By Ed Enright | Published September 2018
The eight chamber pieces for alto saxophone and string quartet that constitute Miguel Zenón’s Yo Soy La Tradición pair structural beauty with emotional urgency while celebrating Puerto Rico’s cultural, religious and musical traditions.
The hour-long suite originally was commissioned by Chicago’s Hyde Park Jazz Festival, where it made its premiere in a September 2016 concert that featured the San Juan-born saxophonist in collaboration with the locally based Spektral Quartet. Now available as a studio recording featuring the same lineup of artists, Yo Soy La Tradición runs far deeper than your typical horn-plus-strings album.
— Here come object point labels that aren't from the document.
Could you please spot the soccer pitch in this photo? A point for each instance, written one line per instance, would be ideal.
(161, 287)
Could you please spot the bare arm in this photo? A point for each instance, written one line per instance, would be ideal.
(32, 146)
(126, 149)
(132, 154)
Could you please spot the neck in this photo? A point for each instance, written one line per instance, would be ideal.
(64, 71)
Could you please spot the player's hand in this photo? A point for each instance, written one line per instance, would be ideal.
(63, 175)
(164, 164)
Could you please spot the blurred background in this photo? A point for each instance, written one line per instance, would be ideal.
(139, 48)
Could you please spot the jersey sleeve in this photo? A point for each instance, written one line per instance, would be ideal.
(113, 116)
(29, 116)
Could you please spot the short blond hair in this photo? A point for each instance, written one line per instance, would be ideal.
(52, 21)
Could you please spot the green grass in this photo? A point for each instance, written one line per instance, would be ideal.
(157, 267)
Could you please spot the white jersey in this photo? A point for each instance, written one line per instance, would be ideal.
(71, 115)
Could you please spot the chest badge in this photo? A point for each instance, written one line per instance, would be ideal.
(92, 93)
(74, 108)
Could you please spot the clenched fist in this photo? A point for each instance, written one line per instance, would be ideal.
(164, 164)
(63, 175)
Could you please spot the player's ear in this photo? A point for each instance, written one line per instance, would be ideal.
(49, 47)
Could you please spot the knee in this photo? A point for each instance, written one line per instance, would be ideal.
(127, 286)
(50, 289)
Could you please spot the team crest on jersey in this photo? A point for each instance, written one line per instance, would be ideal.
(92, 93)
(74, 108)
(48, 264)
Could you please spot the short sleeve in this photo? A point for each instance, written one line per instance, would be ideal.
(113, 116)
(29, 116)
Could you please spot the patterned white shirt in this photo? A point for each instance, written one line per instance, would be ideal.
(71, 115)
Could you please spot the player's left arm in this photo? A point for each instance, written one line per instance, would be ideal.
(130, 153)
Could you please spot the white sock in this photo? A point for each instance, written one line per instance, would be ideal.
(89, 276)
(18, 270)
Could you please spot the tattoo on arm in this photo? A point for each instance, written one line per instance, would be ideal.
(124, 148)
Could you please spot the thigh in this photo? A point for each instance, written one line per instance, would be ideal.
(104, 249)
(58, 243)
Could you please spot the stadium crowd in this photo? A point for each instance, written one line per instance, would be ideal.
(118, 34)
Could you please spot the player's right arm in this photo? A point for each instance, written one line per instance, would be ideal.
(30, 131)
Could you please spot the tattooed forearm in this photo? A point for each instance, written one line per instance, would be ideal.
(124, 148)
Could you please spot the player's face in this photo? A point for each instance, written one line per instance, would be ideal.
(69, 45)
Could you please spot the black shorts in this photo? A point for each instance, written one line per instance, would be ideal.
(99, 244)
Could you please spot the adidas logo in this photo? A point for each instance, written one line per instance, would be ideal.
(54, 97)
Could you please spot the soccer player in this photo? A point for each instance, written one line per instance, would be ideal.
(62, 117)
Spektral Quartet, known for its fearless outlook and a proven ability to create seamless connections across centuries of classical music, is a driving force on the album, interacting directly with Zenón as the saxophonist develops motifs and improvisations drawn from more than a decade’s worth of field research into Puerto Rican traditions. While folkloric in its origins, the music here is decidedly modern, a complex, multi-layered weave of new music and progressive jazz that marks a high point of Zenón’s ever-evolving oeuvre. It all comes together beautifully. Yo Soy La Tradición makes a profound statement about finding common ground between seemingly disparate musical genres and discovering the spiritual source of one’s artistic identity.
Zenón and the Spektral Quartet will perform the piece as a benefit concert for Puerto Rican hurricane relief on Sept. 21 at the Segundo Ruiz Belvis Cultural Center in Chicago.